Mencari Sejarah Asal Mula Orang Sunda
SUDAH sejak tahun 1950-an orang Sunda
gelisah dengan sejarahnya. Lebih-lebih generasi sekarang, mereka selalu
mempertanyakan, betulkah sejarah Sunda seperti yang diceritakan
orang-orang tua mereka? Katanya, kekuasaannya membentang sejak Kali
Cipamali di timur terus ke barat pada daerah yang disebut sekarang Jawa
Barat dengan Prabu Siliwangi sebagai salah seorang rajanya yang
bijaksana.
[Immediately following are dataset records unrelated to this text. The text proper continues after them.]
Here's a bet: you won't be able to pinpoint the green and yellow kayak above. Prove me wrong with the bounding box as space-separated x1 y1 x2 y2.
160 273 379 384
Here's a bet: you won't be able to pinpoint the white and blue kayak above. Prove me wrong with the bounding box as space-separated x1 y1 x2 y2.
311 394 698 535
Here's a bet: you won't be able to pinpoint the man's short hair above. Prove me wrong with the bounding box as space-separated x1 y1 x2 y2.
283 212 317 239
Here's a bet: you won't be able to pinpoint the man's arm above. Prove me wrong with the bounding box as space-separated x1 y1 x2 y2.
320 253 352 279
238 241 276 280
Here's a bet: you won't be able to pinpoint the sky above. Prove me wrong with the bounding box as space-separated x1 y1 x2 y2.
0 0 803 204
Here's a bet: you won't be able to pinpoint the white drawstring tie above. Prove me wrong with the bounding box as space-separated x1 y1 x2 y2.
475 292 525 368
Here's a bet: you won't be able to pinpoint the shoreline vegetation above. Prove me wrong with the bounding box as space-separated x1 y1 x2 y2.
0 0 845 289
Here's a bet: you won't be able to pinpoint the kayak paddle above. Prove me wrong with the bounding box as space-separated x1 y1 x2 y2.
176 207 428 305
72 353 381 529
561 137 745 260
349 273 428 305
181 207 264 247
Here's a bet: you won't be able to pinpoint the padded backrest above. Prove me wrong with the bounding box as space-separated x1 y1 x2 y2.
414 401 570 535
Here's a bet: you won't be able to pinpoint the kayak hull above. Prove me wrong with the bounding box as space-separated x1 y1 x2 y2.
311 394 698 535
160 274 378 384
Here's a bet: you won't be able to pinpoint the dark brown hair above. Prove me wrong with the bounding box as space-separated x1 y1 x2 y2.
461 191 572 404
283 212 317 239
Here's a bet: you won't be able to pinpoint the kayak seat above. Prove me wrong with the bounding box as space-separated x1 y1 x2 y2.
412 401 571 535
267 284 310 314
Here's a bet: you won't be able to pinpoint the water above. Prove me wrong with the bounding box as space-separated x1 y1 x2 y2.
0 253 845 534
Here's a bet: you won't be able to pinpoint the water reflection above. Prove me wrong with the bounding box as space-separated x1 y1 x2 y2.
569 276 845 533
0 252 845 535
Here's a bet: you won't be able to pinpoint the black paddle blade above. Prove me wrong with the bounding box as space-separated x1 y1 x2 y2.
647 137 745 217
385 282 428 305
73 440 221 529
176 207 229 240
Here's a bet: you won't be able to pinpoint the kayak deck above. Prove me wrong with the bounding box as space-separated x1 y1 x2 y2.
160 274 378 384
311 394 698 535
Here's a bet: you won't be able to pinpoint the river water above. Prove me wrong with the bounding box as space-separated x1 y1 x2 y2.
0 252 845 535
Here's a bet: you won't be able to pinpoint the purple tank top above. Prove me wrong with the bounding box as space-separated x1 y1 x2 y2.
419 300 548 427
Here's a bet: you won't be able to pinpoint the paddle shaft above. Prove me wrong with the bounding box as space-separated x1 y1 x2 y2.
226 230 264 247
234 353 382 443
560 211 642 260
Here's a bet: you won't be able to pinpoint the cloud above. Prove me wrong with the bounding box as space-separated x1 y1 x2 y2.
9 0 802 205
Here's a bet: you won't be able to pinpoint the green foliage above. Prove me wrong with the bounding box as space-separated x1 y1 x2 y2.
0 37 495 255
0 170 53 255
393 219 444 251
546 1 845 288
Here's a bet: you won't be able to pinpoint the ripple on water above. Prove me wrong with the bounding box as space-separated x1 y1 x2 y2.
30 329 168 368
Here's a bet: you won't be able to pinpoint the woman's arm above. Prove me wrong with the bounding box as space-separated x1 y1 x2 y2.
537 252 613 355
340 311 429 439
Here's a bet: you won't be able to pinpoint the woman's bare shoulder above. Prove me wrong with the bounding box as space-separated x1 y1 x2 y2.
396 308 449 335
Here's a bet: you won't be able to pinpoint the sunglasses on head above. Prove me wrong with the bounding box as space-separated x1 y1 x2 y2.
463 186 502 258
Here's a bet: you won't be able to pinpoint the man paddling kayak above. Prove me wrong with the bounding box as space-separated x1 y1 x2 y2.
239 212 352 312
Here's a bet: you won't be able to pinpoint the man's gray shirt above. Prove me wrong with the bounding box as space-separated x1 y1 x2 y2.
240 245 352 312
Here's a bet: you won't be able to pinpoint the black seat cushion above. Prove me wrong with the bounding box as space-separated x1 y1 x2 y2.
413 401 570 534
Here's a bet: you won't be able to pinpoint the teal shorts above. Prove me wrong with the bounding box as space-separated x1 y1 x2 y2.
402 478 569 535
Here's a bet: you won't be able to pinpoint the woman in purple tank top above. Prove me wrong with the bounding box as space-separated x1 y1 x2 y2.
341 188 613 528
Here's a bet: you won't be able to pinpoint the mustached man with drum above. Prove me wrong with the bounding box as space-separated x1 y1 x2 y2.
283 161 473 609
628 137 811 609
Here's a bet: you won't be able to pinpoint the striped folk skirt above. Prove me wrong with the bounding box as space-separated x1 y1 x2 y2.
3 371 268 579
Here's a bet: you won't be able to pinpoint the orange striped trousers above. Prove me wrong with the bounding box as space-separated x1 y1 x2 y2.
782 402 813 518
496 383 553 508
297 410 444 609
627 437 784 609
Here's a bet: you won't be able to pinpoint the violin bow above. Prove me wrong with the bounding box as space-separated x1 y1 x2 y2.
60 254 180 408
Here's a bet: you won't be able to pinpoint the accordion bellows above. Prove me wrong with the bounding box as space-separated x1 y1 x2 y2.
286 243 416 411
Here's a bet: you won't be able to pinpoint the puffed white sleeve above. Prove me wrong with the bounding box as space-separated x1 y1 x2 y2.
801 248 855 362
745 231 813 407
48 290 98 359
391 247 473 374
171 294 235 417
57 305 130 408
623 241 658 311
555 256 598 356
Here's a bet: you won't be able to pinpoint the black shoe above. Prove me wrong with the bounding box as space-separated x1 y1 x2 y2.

Betulkah? Sejarah Sunda memang tidak banyak berbicara dalam
percaturan sejarah nasional. “Yang diajarkan di sekolah, paling hanya
tiga kalimat,” kata Dr Edi Sukardi Ekadjati, peneliti, sejarawan dan
Kepala Museum Asia Afrika di Bandung. Isinya singkat saja hanya
mengungkap tentang Kerajaan Sunda dengan Raja Sri Baduga di daerah yang
sekarang disebut Jawa Barat, lalu runtuh.
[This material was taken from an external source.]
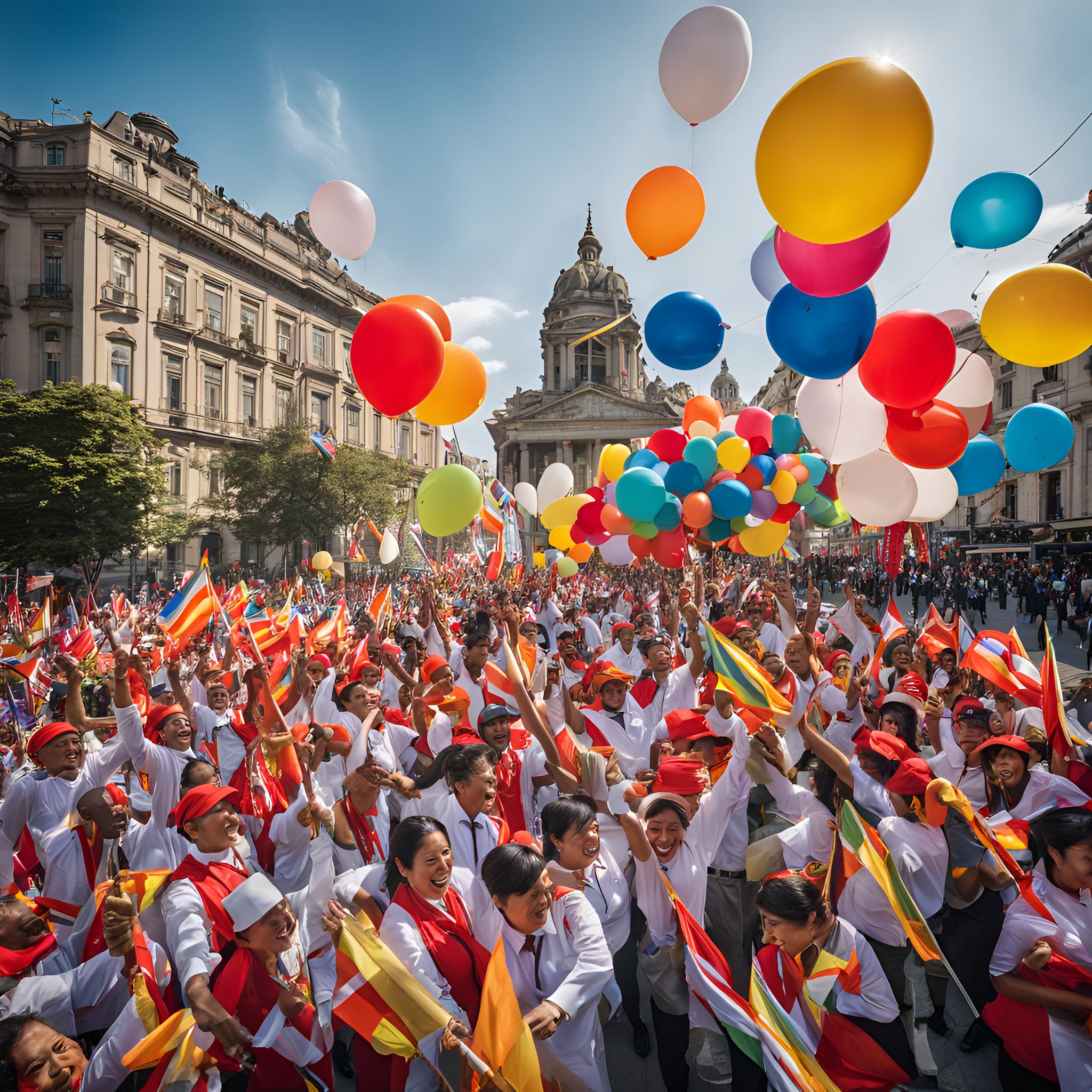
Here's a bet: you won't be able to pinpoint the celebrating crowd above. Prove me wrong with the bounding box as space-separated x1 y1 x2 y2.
0 555 1092 1092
Padahal, kerajaan dengan corak animistis
dan hinduistis ini sudah berdiri sejak abad ke-8 Masehi dan berakhir
eksistensinya menjelang abad ke-16 Masehi. Kisah-kisahnya yang begitu
panjang, lebih banyak diketahui melalui cerita lisan sehingga sulit
ditelusuri jejak sejarahnya. Tetapi ini tidak berarti, nenek moyang
orang Sunda di masa lalu tidak meninggalkan sesuatu yang bisa dilacak
oleh anak cucunya karena kecakapan tulis-menulis di wilayah Sunda sudah
diketahui sejak abad ke-5 Masehi. Ini bisa dibuktikan dengan
prasasti-prasasti di masa itu.
Memang peninggalan karya tulis berupa
naskah di masa itu hingga kini belum dijumpai. Tetapi setelah itu
ditemukan naskah kuno dalam bahasa dan huruf Sunda Kuno, yakni naskah
Sanghyang Siksa Kanda Ng Karesian yang selesai disusun tahun 1518 M dan
naskah Carita Bujangga Manik yang dibuat akhir abad ke-15 atau awal abad
ke-16. Suhamir, arsitek yang menaruh minat besar dalam sejarah Sunda
menjuluki naskah Sanghyang Siksa Kanda Ng Karesian sebagai “Ensiklopedi
Sunda”.
Naskah-naskah lainnya adalah Cariosan
Prabu Siliwangi (abad ke-17 atau awal abad ke-18), Ratu Pakuan, Wawacan
Sajarah Galuh, Babad Pakuan, Carita Waruga Guru, Babad Siliwangi dan
lainnya.
NASKAH Sanghyang Siksa Kana Ng Karesian
dan Carita Bujangga Manik disusun pada zaman Kerajaan Sunda-Pajajaran
masih ada dan berkembang. Karena itu, dilihat dari kacamata sejarah,
kedua naskah tersebut bisa jadi sumber primer. Sedangkan naskah-naskah
lainnya yang disusun setelah Kerajaan Sunda-Pajajaran runtuh termasuk
sumber sekunder. Kerajaan Sunda-Pajajaran runtuh pada tahun 1579.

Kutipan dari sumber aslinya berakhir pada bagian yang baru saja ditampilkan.